In an interview, Warner said he was hoping the panel would wrap up most the analyst interviews in the next two weeks and then “kind of sit and start thinking through the more prominent witnesses.” These include Trump’s son-in-law and close adviser, Jared Kushner, who is expected to be questioned by the panel about meetings he arranged with Russia’s ambassador and a Russian businessman.
The goal of the investigation is to produce a bipartisan report explaining what happened in the 2016 election and how to prevent such foreign meddling in the future. The FBI is also conducting a counterintelligence investigation into the issue, including possible coordination between Russia and the Trump campaign.
“There are weeks when it feels like at the end of the week … there are more potential stories than there were at the beginning of the week just because of the way some of this drip, drip, drip keeps coming,” Warner told POLITICO.

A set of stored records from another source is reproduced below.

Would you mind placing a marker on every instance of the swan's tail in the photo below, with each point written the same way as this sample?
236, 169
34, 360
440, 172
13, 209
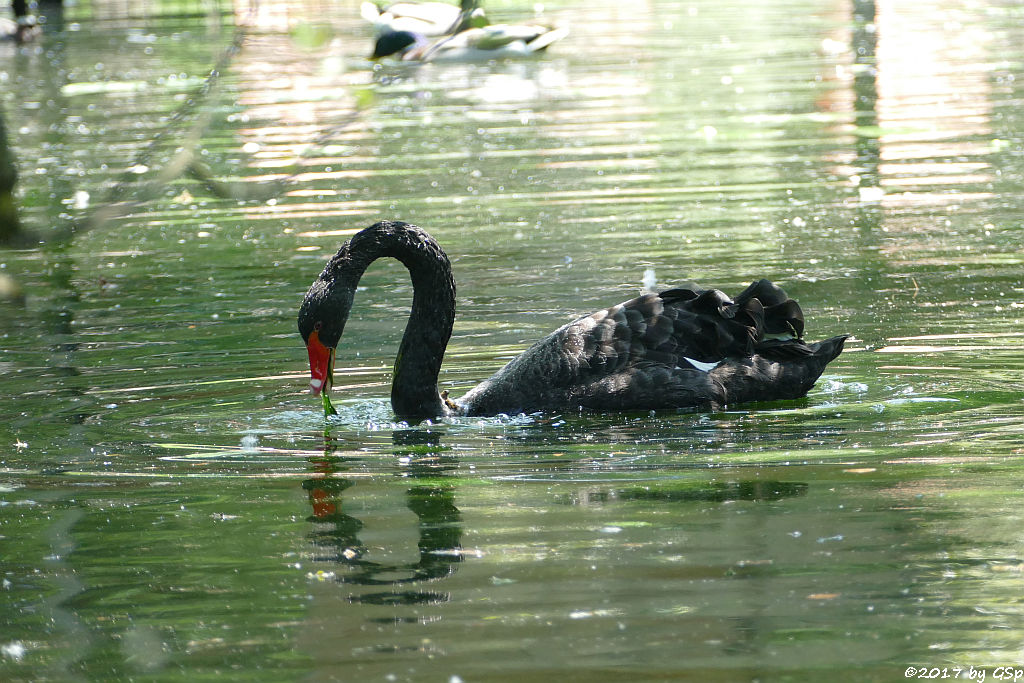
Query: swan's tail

The big question is whether Warner and Burr will be able to maintain the bipartisan spirit of their investigation if and when the probe begins uncovering information that could be damaging to Trump.
And, for Warner, there’s the question of whether the national attention he’s receiving because of the probe could put him back in contention for the White House in 2020. Asked by a William & Mary student about a presidential run, the unabashedly moderate senator did not rule out the possibility.
“I’m going to try to do my job,” Warner said. “The problem with too many people in politics is they always try to plan what’s next. Do your job, and who knows what happens.”